Athena had nicknamed Crystal “Snowball,” an allusion to one of the pigs in Animal Farm, and she is surprised when Crystal gets the reference, though Crystal doesn’t understand what she has to do with that character, suggesting Athena is more like Snowball. Other deplorables are also named after characters in that novel. The farm in that story ends up being called “The Manor Farm,” and there is a pet pig the liberal elites have brought along named “Orwell.” Perhaps the idea is that in Animal Farm, those that claim to be acting for the greater good of all are really in it for themselves, though, as Crystal suggests, that may be just as true of the elites as it is the deplorables.
In most of the previous versions or variations of The Most Dangerous Game, the men that hunt other men are on the far right of the political spectrum. Having the manhunters be liberal elites is disorienting. It is easy to fall into the old habit of thinking that those doing the hunting are fascists. But we are regularly reminded of their leftist attitudes as they admonish one another when someone says or does something that is politically incorrect: failing to use gender-neutral words, being guilty of cultural appropriation, saying things like “those people” when referring to African Americans, and debating whether calling them “black” is almost as bad as using “the N-word.” In selecting their list of twelve people to be hunted, they wanted to include an African American for the sake of diversity, but he didn’t score high enough on the deplorable scale. Just before one of the victims dies, he tells the woman leaning over him, “You’re going to Hell.” But she says she doesn’t believe in Hell because she is one of the “godless elites,” citing a remark from his website, apparently.

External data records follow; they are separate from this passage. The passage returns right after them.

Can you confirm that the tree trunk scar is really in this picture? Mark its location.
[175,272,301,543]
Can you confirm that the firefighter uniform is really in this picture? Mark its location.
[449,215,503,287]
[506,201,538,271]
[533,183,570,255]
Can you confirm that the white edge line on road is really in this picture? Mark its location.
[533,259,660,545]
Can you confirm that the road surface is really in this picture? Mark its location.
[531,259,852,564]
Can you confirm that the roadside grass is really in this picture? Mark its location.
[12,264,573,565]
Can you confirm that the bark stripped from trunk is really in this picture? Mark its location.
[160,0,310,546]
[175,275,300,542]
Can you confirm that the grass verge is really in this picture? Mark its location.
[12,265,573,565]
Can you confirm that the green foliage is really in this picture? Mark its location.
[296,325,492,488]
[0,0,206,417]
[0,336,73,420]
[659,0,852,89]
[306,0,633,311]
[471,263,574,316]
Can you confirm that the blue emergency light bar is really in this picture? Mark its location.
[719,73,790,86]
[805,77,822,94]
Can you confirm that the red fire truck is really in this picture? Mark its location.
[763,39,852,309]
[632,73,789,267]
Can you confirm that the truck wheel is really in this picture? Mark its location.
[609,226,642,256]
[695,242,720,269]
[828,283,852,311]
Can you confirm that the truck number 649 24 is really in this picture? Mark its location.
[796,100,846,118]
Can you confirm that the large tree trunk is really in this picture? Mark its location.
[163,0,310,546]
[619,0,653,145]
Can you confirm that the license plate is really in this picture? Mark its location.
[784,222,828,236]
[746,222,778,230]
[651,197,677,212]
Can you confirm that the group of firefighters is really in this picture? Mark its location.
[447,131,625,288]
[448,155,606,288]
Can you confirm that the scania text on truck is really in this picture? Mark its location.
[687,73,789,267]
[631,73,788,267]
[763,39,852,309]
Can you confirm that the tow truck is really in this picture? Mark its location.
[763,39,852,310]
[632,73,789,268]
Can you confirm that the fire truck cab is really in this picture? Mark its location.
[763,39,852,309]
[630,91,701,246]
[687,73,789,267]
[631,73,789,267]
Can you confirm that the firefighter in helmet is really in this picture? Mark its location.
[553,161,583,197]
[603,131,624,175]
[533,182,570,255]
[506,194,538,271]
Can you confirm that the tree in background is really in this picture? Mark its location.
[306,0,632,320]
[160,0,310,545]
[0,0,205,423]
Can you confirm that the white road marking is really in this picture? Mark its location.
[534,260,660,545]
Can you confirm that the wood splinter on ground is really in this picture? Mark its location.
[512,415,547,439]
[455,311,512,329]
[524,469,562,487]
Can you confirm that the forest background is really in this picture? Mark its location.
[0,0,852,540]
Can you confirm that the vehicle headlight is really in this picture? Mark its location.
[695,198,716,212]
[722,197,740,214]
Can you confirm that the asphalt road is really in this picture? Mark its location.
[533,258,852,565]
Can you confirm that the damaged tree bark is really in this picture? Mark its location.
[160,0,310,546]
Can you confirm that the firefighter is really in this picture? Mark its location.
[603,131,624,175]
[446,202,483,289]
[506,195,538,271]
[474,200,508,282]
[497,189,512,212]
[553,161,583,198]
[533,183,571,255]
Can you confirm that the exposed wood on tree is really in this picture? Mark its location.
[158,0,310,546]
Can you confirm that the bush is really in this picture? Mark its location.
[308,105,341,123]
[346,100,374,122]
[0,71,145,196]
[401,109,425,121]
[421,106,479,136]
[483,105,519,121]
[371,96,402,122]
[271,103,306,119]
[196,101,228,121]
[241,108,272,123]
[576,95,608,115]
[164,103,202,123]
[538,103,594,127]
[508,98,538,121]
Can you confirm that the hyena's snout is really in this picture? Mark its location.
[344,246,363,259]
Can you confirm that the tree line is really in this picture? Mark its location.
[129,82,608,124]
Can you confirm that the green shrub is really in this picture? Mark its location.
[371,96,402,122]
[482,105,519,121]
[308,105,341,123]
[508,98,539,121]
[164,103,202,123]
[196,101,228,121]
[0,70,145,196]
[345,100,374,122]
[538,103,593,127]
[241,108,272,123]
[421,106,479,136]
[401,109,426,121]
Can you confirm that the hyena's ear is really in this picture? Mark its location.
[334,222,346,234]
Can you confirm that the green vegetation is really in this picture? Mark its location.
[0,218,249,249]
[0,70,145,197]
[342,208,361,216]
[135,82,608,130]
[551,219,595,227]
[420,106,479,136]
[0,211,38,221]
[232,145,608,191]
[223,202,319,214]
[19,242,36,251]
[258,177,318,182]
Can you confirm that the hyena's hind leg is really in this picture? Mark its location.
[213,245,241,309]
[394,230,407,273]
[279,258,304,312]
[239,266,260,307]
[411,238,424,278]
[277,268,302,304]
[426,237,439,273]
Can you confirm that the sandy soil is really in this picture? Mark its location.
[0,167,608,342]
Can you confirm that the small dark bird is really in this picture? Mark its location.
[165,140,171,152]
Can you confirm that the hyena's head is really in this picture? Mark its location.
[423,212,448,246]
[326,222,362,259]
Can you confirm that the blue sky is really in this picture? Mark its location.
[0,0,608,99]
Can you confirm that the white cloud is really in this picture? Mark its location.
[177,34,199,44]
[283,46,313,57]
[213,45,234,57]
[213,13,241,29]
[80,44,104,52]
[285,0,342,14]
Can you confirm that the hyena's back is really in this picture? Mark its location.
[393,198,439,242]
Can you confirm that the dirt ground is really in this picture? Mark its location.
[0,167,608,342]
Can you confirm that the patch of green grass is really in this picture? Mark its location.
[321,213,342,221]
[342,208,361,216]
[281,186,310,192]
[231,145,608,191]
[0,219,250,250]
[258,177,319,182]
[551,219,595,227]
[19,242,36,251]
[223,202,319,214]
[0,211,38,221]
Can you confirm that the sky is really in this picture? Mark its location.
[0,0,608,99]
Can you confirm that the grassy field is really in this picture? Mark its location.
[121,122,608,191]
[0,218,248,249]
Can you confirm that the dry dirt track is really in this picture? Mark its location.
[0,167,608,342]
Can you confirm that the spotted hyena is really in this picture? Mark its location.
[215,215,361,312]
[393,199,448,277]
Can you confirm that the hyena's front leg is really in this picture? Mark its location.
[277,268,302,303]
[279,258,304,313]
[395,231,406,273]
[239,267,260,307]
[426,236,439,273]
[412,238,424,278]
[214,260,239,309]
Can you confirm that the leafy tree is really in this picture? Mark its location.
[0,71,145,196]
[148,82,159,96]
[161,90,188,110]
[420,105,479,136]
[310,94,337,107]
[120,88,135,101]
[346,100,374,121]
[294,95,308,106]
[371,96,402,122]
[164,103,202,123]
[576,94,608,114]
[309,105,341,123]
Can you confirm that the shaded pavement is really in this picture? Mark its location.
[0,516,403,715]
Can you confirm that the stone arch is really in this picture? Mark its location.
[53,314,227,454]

And we are also reminded of the mentality of those being hunted. When a woman starts convulsing after eating a doughnut, another one of the deplorables says she must be “dianetic.” Gary talks about the “globalist cucks who run the deep state.” And Don tells Crystal that when this Manorgate scandal breaks wide open, the two of them are going to be on Hannity. He says they will become famous, “just like them two Jew boys that fucked Nixon up.”
On the flight to Croatia, with a dozen drugged deplorables in the back of the plane, one of the liberal elites tells Kelly, the stewardess, who offers him caviar, that he just had caviar yesterday, and he is weary of it. (In the credits, Kelly is also listed as “Not Stewardess,” since the word “stewardess” is now politically incorrect.) When he agrees to have some champagne, she pulls out a bottle, and he asks if that is the Heidsieck. She is puzzled by the question, so he explains: “A German sub sank a ship on the way to Tsar Nicholas II. Couple years back, they found the wreck and a case of the 1907 Heidsieck. They sent a little robot down there to bring it back up. Athena bought three bottles at 250K per. And no one even knows what the stuff tastes like.” But it is just ordinary champagne that Kelly has to offer.
During the climactic fight, Crystal grabs a bottle of the 1907 Heidsieck and throws it at Athena. Horrified, Athena catches it and sets it aside. After Crystal kills Athena, she picks up that bottle and heads for the plane that brought her to Croatia. She gets on board and tells the pilot that everyone else is dead and she wants to go home. She invites Kelly to have some caviar with her. Then she picks up the bottle of the 1907 Heidsieck that no one has ever tasted, puts it to her mouth, and guzzles it. When Kelly asks her how it is, Crystal says, “It’s fucking great!”